Sorry about the post ms and missing the early out pick up.
I can't blieve the snow. Its unreal.
Oh my goodness, that pesky early-out. Poor Lucas and poor you! (At least you got a good nap right?)
I sometimes have postMS too and it sucks. I often feel like I have one good week a month!
What is up with just finding out about Marc's research trip?
that particular quilt could even get ME excited about quilting. i love it!
ah, the snow. it's going to be 78 degrees here today. somehow, winter has, once again, decided to pass us by...
how can you tell us about new hair, and NOT show a picture?!?
That quilt is so pretty! Oh man...
The snow is unreal- I love it when I am inside, but yesterday I was cursing it.
And poor you and Lucas on the early-out. I swear you all make those things sound so annoying...why do they do them again?!?!
And the research trip- that really sucks!

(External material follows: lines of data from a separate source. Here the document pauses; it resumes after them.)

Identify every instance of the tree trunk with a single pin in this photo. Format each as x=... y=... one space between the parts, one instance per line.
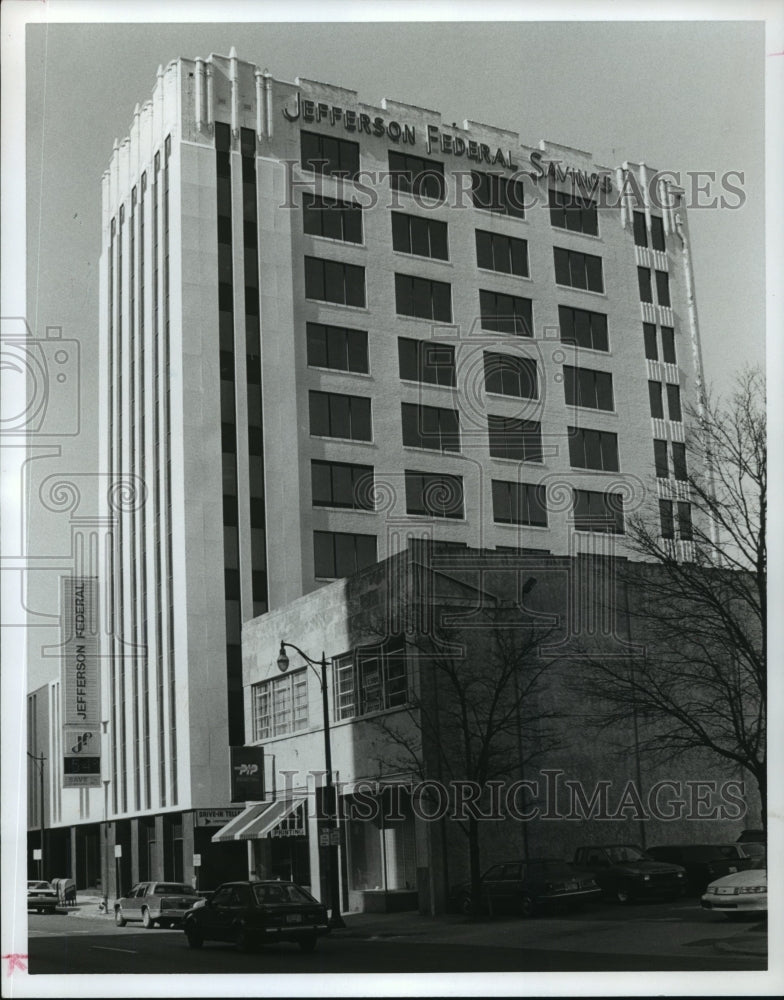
x=473 y=865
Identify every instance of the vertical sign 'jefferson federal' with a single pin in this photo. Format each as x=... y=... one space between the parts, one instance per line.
x=81 y=683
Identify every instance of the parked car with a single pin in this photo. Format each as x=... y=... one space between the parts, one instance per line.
x=758 y=854
x=738 y=895
x=524 y=886
x=625 y=872
x=703 y=862
x=42 y=896
x=251 y=914
x=752 y=837
x=155 y=903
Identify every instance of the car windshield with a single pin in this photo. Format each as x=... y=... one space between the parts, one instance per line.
x=281 y=892
x=550 y=869
x=620 y=855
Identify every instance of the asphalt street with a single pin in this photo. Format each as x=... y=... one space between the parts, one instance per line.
x=650 y=937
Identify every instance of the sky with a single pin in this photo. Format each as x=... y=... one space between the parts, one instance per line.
x=683 y=96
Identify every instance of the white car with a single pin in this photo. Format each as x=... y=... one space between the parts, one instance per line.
x=738 y=894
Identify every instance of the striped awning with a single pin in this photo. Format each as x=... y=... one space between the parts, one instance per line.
x=256 y=820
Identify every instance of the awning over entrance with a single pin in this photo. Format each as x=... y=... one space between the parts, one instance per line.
x=229 y=831
x=268 y=820
x=257 y=820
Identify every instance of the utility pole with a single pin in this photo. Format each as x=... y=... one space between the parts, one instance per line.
x=40 y=760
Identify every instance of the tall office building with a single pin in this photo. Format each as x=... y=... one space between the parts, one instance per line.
x=327 y=327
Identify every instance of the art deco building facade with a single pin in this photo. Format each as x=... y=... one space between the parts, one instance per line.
x=327 y=327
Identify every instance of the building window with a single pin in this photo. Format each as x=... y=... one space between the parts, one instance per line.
x=434 y=494
x=416 y=175
x=662 y=288
x=583 y=328
x=507 y=254
x=280 y=705
x=342 y=484
x=590 y=449
x=420 y=236
x=337 y=347
x=651 y=348
x=334 y=281
x=333 y=414
x=519 y=503
x=337 y=554
x=679 y=461
x=327 y=155
x=644 y=284
x=660 y=458
x=572 y=212
x=640 y=229
x=506 y=313
x=588 y=387
x=657 y=233
x=668 y=345
x=667 y=519
x=337 y=220
x=598 y=512
x=370 y=679
x=423 y=298
x=655 y=399
x=511 y=375
x=434 y=427
x=684 y=521
x=578 y=270
x=425 y=361
x=674 y=402
x=497 y=193
x=511 y=437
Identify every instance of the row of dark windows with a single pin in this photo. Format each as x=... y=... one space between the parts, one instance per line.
x=493 y=192
x=339 y=553
x=674 y=409
x=437 y=428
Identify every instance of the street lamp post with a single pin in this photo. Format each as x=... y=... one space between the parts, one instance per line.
x=330 y=801
x=40 y=764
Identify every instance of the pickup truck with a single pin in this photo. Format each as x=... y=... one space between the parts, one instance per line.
x=625 y=872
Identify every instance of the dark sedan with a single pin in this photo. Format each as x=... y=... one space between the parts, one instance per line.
x=42 y=896
x=704 y=862
x=625 y=872
x=525 y=886
x=251 y=914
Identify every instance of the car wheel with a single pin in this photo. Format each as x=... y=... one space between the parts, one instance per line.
x=195 y=940
x=527 y=906
x=308 y=943
x=241 y=938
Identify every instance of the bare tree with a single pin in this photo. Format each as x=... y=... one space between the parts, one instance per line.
x=478 y=705
x=698 y=602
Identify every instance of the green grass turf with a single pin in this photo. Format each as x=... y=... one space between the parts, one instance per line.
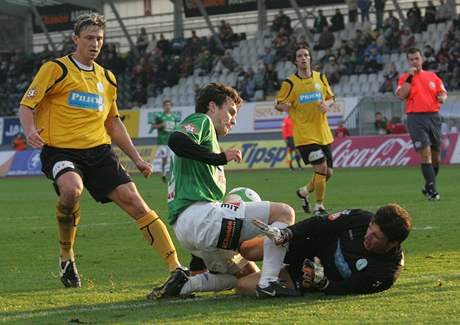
x=118 y=268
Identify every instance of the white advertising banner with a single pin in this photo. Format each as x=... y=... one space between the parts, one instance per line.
x=253 y=117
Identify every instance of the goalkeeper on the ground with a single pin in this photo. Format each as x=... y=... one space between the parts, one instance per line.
x=350 y=252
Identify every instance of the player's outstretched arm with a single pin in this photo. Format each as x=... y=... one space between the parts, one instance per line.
x=26 y=116
x=117 y=131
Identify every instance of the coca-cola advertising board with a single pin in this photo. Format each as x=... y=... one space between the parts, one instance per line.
x=387 y=150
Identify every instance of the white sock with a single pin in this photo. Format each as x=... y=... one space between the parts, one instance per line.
x=273 y=259
x=319 y=206
x=209 y=282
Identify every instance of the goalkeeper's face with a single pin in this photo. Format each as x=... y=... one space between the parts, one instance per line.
x=376 y=241
x=89 y=43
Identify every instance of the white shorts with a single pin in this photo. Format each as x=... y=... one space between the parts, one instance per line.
x=163 y=151
x=214 y=231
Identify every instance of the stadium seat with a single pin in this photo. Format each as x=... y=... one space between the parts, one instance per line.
x=362 y=78
x=167 y=91
x=432 y=28
x=353 y=79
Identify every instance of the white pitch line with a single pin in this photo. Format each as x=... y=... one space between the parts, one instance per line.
x=138 y=305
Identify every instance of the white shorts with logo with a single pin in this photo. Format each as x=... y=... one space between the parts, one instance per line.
x=214 y=230
x=163 y=151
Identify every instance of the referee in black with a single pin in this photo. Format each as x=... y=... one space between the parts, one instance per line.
x=424 y=93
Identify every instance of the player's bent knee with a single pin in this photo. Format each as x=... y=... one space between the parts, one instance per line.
x=72 y=193
x=282 y=212
x=329 y=174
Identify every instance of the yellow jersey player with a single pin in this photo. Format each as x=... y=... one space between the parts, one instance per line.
x=307 y=97
x=70 y=112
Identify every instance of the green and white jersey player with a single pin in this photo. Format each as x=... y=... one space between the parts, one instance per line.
x=205 y=225
x=165 y=122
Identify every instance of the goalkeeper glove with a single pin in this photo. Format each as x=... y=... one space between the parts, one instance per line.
x=313 y=275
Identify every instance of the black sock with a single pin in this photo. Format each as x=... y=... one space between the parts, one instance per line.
x=429 y=175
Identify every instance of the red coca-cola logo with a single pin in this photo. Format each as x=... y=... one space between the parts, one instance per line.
x=374 y=152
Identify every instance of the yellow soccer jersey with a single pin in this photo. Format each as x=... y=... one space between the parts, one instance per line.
x=305 y=96
x=71 y=104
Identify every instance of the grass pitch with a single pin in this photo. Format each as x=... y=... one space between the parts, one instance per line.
x=118 y=269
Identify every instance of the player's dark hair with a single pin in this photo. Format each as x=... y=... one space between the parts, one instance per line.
x=90 y=19
x=294 y=55
x=413 y=50
x=217 y=93
x=394 y=221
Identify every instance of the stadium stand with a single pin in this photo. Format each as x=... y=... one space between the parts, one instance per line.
x=174 y=69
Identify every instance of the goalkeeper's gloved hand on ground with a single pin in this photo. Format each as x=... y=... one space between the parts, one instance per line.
x=313 y=275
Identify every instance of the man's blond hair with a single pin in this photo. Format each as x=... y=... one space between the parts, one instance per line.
x=89 y=19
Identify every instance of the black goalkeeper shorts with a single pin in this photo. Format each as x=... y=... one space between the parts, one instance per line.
x=99 y=168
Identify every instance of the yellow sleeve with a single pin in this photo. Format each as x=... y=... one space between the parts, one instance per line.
x=286 y=93
x=44 y=79
x=113 y=81
x=327 y=90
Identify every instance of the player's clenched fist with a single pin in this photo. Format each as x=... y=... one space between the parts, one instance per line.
x=144 y=167
x=233 y=154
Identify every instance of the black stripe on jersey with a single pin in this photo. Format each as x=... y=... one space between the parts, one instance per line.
x=78 y=67
x=107 y=75
x=63 y=75
x=292 y=87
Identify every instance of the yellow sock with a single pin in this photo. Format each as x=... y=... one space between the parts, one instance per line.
x=311 y=184
x=320 y=187
x=157 y=235
x=68 y=218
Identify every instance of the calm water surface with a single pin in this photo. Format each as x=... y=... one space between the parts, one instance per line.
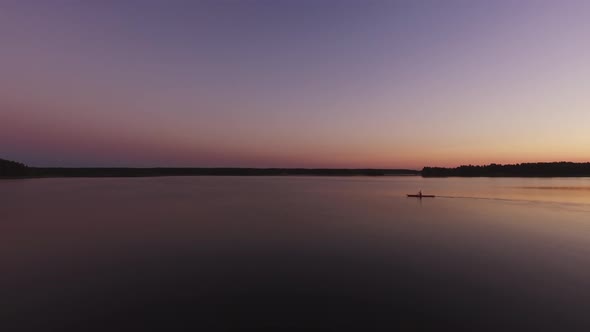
x=329 y=253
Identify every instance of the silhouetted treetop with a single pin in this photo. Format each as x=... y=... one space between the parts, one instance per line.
x=12 y=168
x=549 y=169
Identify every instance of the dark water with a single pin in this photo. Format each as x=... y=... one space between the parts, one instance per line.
x=294 y=253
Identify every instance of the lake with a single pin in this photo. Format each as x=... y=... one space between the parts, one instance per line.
x=323 y=253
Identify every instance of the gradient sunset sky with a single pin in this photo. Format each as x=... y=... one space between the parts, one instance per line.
x=392 y=84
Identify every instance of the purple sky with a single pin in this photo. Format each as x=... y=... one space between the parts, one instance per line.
x=294 y=83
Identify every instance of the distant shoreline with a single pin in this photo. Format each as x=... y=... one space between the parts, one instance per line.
x=38 y=172
x=15 y=170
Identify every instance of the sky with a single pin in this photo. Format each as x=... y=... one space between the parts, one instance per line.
x=276 y=83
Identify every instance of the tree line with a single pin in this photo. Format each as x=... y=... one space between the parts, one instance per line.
x=546 y=169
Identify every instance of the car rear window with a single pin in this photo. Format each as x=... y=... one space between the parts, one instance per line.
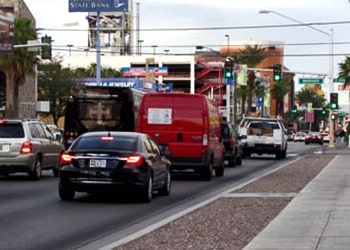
x=98 y=143
x=11 y=131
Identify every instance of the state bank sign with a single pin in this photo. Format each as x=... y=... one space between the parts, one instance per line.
x=98 y=5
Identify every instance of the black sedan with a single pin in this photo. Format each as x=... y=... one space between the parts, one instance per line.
x=114 y=162
x=314 y=137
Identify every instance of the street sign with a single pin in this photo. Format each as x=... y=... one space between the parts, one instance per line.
x=98 y=6
x=342 y=80
x=310 y=80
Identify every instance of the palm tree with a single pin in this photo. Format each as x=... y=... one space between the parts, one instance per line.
x=251 y=56
x=18 y=65
x=344 y=71
x=278 y=92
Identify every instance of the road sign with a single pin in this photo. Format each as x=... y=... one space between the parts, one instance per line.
x=98 y=6
x=339 y=80
x=310 y=80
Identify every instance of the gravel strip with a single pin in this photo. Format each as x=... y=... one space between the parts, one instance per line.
x=232 y=222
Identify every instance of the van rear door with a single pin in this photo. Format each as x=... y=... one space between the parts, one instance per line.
x=175 y=121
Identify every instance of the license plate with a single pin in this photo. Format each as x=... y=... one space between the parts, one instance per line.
x=4 y=148
x=98 y=163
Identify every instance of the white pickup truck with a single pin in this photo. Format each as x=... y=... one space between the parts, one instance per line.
x=263 y=136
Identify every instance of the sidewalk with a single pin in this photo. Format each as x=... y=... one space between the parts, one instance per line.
x=318 y=217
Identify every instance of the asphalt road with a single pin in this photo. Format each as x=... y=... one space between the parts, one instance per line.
x=33 y=217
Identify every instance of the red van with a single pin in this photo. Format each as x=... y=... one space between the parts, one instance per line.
x=186 y=125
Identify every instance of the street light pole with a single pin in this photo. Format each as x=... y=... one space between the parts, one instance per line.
x=154 y=49
x=228 y=89
x=331 y=62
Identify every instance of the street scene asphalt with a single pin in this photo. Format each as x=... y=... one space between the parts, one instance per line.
x=318 y=217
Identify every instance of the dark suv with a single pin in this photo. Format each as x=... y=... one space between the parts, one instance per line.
x=28 y=146
x=232 y=144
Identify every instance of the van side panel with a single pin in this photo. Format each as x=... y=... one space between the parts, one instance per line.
x=180 y=123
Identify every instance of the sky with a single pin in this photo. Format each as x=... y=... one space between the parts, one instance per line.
x=306 y=48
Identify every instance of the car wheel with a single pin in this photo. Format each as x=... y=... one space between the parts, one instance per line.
x=35 y=174
x=219 y=171
x=65 y=193
x=232 y=162
x=147 y=191
x=246 y=155
x=167 y=185
x=207 y=172
x=55 y=172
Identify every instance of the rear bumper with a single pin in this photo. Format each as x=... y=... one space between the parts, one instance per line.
x=261 y=148
x=82 y=180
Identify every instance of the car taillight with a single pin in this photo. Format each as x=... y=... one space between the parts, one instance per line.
x=232 y=142
x=66 y=159
x=26 y=148
x=134 y=160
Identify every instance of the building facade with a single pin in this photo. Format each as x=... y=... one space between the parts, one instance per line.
x=23 y=100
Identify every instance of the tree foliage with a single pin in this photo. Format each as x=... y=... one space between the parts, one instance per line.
x=344 y=70
x=278 y=92
x=54 y=83
x=252 y=56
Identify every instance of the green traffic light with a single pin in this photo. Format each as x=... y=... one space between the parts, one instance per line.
x=228 y=74
x=276 y=78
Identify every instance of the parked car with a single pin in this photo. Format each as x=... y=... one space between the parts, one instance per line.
x=325 y=135
x=55 y=131
x=232 y=143
x=299 y=136
x=314 y=137
x=114 y=161
x=290 y=134
x=28 y=146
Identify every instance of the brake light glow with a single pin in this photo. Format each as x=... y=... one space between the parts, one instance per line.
x=107 y=138
x=26 y=148
x=66 y=159
x=134 y=160
x=205 y=140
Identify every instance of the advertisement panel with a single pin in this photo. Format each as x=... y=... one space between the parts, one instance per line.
x=98 y=5
x=6 y=30
x=141 y=71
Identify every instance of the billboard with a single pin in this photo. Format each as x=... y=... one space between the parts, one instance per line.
x=141 y=71
x=6 y=29
x=98 y=5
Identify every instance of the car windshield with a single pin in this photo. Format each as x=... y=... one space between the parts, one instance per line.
x=101 y=143
x=11 y=131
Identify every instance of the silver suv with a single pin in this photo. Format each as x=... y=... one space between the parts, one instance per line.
x=28 y=146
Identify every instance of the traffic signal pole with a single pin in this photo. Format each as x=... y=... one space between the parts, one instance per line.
x=331 y=130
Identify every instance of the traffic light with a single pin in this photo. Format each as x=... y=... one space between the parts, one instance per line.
x=46 y=47
x=333 y=103
x=277 y=72
x=228 y=70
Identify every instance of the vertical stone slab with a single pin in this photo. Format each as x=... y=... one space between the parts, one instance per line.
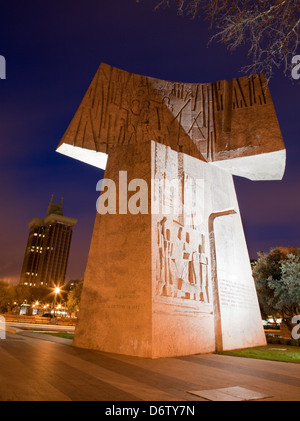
x=183 y=320
x=116 y=305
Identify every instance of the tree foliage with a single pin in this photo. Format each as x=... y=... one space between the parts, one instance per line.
x=270 y=28
x=277 y=279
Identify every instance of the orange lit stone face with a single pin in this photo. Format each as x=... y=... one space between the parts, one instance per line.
x=176 y=279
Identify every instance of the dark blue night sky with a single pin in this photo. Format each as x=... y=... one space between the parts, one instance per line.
x=52 y=50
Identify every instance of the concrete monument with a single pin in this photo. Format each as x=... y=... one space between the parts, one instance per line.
x=168 y=270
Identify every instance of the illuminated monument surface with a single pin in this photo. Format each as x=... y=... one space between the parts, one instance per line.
x=174 y=280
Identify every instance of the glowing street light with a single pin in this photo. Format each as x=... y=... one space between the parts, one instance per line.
x=56 y=291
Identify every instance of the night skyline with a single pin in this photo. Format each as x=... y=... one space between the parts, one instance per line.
x=52 y=52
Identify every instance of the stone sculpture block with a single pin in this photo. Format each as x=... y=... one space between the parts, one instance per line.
x=174 y=277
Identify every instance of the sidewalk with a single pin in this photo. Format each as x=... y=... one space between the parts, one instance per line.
x=52 y=370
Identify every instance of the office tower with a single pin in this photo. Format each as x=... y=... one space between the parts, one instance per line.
x=48 y=246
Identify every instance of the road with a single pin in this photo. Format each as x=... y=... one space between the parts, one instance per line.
x=35 y=369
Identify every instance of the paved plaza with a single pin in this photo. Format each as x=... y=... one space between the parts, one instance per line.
x=39 y=367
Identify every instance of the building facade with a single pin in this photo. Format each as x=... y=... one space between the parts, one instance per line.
x=47 y=250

Plan a scrap night if you want and I will totally come! (yes I just invited myself over- but it has been too long!)
We have early out all week- oh the mental anquish it is causing me... I just can't accept it and move on.
I feel like everyone I know is in a funk. Maybe it's just January blues. Whatever it is I hope it's over soon! I need some non hormonal days(or at least a good vacation.)
I too hate and curse the early out. Can't we just have one Friday off a month and call it good?
That quilt is to die for...makes me think about getting a Costco card just so I can pick up that book! What's it called? I will try to Amazon it...I NEED that pattern! Every spring I get the quilting bug again...this year is no different.
All that snow is just a great reason to hibernate...too bad real life keeps going.
Love the new banner!
Oh, the wonders of the cardboard box! I remember the days of giant cardboard boxes--they were amazing!! (Especially the one that held our fridge--talk about ultimate fort material!) I'm sorry about you not liking your hair--that's always a disappointing feeling. The thing I always tell myself about hair though, is that is grows back!
Dang early outs! Sorry you missed picking him up!
I think quilting is so fun and creative, but I haven't made a quilt since Oh about 4-5 years ago. I keep thinking maybe I should start again, but then I don't. Have fun quilting!
oh i wanted to see the bangs!
and snow is something we just don't seem to have. it is 62 degrees here. rainy and miserable.
not sure about post-PMS but my pms is something terrible this week. i blame the wacky weather, too.
oh dear on lucas. we have late start days here and i love them. i think they make a lot of sense.
now i would have a hard time remembering early out. i hope mood is brighter over at your place today?
So just this morning the phone rang, waking me up. It was Jaclyn who had already waited 15 minutes for me to come pick her up from early morning seminary - YIKES!